Il futuro dei videogame è in mano alle donne. Sono giovani e piene di idee. E vogliono soltanto una cosa: essere libere di creare

Alcune delle protagoniste della European Women in Games Conference. Foto: Carlotta Cardana

Alcune delle protagoniste della European Women in Games Conference. Foto: Carlotta Cardana

L’industria dei videogame ha un grosso problema: le ragazze. Quelle ragazze, che da sempre giocano ai videogame – e spesso li creano –, oggi stanno diventando troppo numerose per essere ignorate. Il pubblico reale, infatti, è molto diverso da quello che hanno in mente i manager del settore, o i media tradizionali. Gran parte dello sviluppo dei giochi e dei personaggi si basa su presupposti che un recente sondaggio (Wiseman/Burch, presentato al Games Developers Conference 2015) ha mostrato essere infondati: che alle ragazze non piacciono i giochi d’azione; che i ragazzi non vogliono titoli con protagoniste forti, e vedono con favore la mercificazione del corpo femminile nei videogame. Tutto sbagliato. Dietro il cliché degli adolescenti brufolosi che giocano online a interminabili sfide militaristiche (per poi, secondo la vulgata, portare a vita il marchio di un’irreprimibile tendenza alla violenza) c’è quindi molto di più: un’intera generazione in cerca di eroine in cui identificarsi e che, per farlo, è pronta a mettere mano al portafogli. Se l’industria non prende subito provvedimenti, quindi, nei prossimi anni potrebbe lasciare sul tavolo un sacco di soldi. Sta già succedendo.

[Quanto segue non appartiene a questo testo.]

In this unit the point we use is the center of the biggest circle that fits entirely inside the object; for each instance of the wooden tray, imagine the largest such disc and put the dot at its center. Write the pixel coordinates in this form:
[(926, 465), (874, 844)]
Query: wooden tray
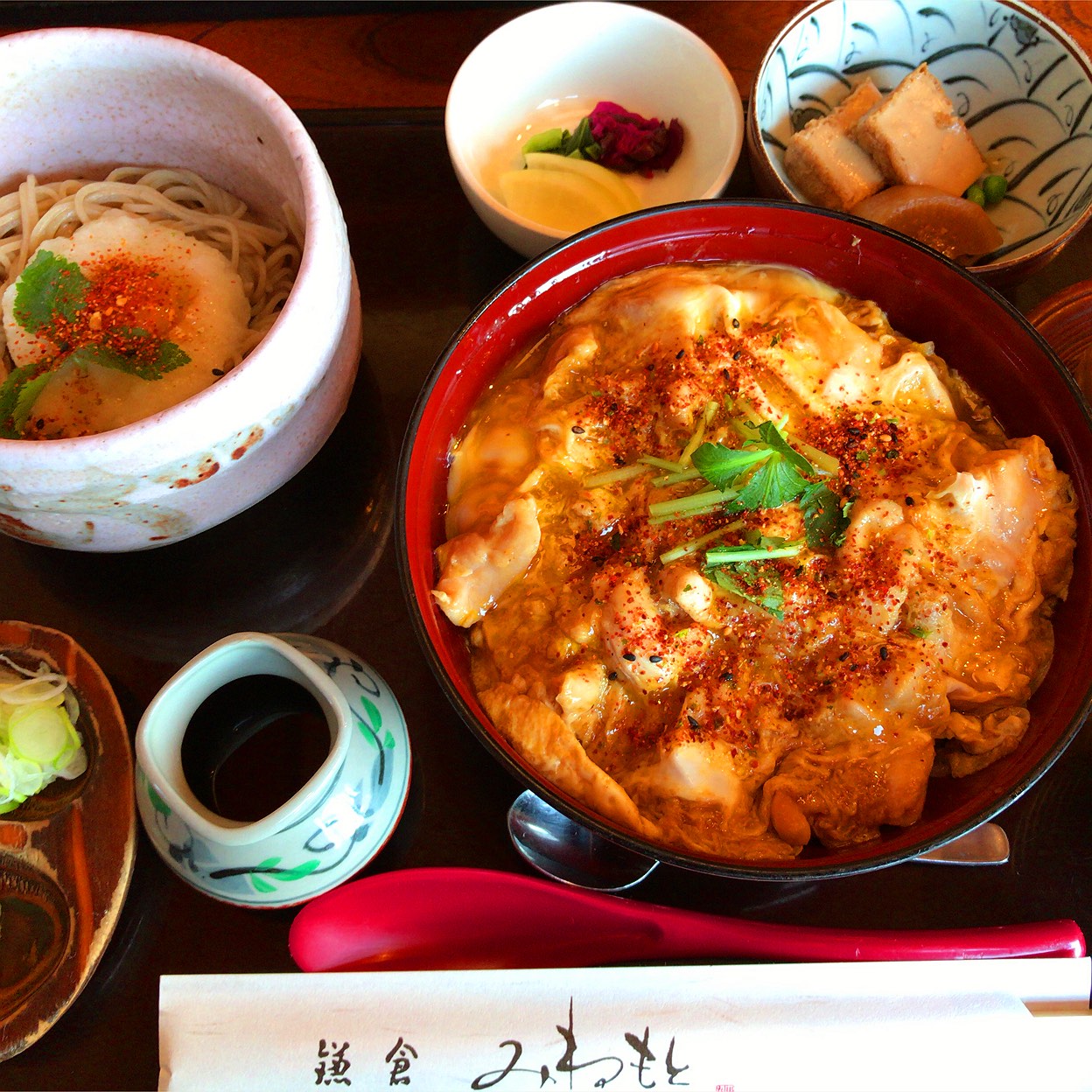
[(66, 854)]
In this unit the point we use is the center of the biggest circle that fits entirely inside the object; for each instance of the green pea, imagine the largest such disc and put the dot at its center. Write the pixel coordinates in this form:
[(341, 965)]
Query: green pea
[(994, 188)]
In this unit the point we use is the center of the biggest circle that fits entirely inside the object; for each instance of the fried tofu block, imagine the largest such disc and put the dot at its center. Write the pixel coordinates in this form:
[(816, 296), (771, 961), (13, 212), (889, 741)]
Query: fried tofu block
[(823, 161), (915, 137)]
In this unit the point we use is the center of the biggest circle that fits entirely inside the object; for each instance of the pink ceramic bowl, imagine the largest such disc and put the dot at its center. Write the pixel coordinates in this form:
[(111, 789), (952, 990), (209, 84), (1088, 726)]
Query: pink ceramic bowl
[(83, 101), (926, 298)]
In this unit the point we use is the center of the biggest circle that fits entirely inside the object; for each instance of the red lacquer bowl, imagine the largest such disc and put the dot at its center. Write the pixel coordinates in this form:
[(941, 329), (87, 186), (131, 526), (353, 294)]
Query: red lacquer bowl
[(928, 298)]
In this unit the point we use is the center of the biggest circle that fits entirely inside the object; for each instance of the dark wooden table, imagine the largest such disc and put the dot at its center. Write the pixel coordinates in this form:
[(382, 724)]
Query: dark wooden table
[(318, 556)]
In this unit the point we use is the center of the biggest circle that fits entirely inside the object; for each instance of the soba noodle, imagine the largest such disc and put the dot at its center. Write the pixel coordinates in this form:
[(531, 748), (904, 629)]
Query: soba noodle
[(267, 256), (82, 366)]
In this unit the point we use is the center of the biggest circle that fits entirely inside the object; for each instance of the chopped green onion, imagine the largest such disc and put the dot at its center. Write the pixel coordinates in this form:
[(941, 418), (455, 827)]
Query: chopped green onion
[(663, 465), (730, 555), (699, 434), (707, 499), (822, 462), (696, 544), (690, 475), (610, 478)]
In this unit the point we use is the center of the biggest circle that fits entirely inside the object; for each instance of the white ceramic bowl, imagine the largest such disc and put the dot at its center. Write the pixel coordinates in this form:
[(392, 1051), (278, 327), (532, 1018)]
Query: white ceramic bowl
[(1020, 84), (556, 62), (325, 832), (83, 101)]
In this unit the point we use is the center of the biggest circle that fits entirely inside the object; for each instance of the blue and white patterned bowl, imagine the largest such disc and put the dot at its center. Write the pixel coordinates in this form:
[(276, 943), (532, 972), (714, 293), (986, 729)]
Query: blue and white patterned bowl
[(328, 830), (1021, 85)]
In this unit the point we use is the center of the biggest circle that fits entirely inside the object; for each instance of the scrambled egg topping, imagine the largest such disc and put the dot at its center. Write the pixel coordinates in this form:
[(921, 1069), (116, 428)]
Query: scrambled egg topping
[(720, 663)]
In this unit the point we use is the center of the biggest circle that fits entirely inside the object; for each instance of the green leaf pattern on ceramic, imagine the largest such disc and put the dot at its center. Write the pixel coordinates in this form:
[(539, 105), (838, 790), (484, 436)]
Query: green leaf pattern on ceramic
[(331, 844)]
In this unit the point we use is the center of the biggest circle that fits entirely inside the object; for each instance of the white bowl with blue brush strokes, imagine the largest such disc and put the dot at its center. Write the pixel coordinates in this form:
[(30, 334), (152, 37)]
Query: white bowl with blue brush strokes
[(1022, 88)]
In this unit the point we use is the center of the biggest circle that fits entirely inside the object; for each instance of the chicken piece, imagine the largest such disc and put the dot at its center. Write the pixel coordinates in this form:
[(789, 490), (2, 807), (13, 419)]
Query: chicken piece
[(580, 698), (551, 747), (691, 591), (638, 641), (475, 569)]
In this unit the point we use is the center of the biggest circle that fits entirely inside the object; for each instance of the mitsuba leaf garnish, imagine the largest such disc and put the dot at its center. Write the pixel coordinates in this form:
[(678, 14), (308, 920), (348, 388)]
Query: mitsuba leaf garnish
[(778, 480), (826, 518), (17, 397), (49, 286), (580, 144), (149, 366), (756, 584)]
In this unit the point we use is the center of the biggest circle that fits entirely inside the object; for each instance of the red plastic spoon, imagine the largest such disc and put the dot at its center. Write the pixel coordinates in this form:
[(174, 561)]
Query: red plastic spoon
[(449, 919)]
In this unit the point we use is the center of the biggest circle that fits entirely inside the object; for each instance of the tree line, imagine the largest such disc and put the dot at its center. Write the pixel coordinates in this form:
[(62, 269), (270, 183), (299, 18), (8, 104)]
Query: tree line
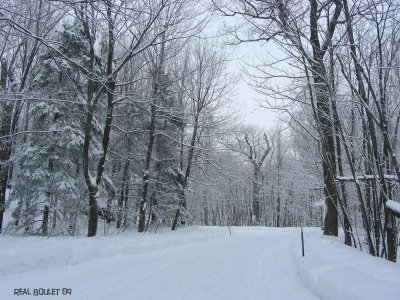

Agli inizi di settembre si è tenuta a Londra la quinta edizione dell’European Women in Games Conference, evento annuale che si svolge alla University of Westminster. In un mondo ideale, di una conferenza internazionale per promuovere il ruolo delle donne nell’industria dei videogame non ci dovrebbe essere bisogno – come in qualsiasi industria, del resto. Ma: 1) il mondo è quello che è, ben lontano dall’essere ideale; 2) nel corso dell’ultimo anno c’è stato un caso molto brutto chiamato #Gamergate, in cui giovani gamer arrabbiati (probabile età media: 12 anni) sono arrivati persino a minacciare di morte alcune sviluppatrici che avevano sollevato la questione della mancanza di diversità all’interno del settore; 3) l’industria dei videogame è davvero recente – possiamo far risalire la sua nascita al 1980, anno in cui Space Invaders è entrato nelle case con la versione per Atari 2600. Nel corso di 35 anni, questa industria si è espansa esponenzialmente, ma senza avere il tempo di risolvere le tante contraddizioni al suo interno. La prima, e più evidente, è che anche le ragazze giocano ai videogame, ma nessuno lo tiene in considerazione.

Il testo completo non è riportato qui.